Historians generally accept this version of events. Despite this, many witnesses have claimed to have seen Cassidy years, sometimes decades, after her supposed death. Among those witnesses was his own sister, Lula Parker Betenson, who maintained until her death in 1980 that he visited her in 1925 and that he died, under an assumed name, in 1937. A newspaper article widely published in 1938 made a similar claim, based on an interview with a Wyoming rancher who said Cassidy had died the previous year in Spokane, Wash., where he called himself Bill Phillips. To complicate matters, Phillips seems to have encouraged speculation that he was in fact Cassidy.
READ MORE: The mysterious deaths of Butch Cassidy and the Sundance Kid
Many of these stories involved Cassidy returning to retrieve the loot he had hidden during his years as an outlaw.
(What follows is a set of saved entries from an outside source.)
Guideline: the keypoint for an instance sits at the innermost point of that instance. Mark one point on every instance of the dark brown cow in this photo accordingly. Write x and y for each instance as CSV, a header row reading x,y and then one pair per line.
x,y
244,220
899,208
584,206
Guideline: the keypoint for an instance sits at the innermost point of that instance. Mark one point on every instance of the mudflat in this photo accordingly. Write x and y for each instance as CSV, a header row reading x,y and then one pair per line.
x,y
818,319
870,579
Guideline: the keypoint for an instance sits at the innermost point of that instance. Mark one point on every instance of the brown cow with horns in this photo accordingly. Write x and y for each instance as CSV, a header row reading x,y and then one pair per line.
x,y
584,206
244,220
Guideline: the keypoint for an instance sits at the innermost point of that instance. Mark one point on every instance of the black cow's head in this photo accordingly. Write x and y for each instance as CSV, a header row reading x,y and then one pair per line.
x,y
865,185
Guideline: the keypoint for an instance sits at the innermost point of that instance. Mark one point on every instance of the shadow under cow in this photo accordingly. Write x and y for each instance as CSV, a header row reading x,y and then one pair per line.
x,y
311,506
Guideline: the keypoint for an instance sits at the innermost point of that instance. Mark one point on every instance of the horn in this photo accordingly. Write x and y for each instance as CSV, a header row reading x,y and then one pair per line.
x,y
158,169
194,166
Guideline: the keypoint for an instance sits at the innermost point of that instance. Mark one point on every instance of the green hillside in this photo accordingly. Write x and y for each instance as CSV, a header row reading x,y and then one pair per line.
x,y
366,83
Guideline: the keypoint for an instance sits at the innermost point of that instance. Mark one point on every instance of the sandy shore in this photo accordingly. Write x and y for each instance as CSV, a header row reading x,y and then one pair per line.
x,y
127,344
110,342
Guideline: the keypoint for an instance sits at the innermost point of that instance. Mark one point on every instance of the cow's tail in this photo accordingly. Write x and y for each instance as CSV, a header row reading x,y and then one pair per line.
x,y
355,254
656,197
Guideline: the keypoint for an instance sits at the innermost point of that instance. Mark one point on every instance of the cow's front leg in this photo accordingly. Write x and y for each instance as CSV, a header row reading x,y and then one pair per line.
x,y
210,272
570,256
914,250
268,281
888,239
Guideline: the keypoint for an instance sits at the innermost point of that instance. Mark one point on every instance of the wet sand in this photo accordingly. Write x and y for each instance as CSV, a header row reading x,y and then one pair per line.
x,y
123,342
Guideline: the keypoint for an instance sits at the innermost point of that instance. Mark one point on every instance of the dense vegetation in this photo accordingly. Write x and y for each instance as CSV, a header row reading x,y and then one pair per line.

In 1968, a traveling cigarette salesman presented evidence which he said showed Cassidy had died in 1953 “after decades of fruitless hunting in the mountains of Wyoming to find a buried gold safe, him and a friend. bandit would have stolen from a stagecoach in 1897. ”
Biographer Patterson tells of a local legend that Cassidy buried money in an iron pot near Lander, Wyoming, marking nearby trees with mules. Unfortunately, the trees then caught fire and burned down. Bill Phillips, the Cassidy lookalike who some believe was the real thing, seems to have taken this story seriously. He visited an Indian reservation in Lander in 1934 but seems to have left empty-handed. He might have had better luck in Colorado or Utah, where Cassidy would have hid other caches.
For decades, these rumors have inspired treasure hunters to seek out Cassidy’s loot, but so far no one has succeeded. Unless of course they found the money, packed it up, and made a clean getaway – a feat Cassidy surely would have appreciated.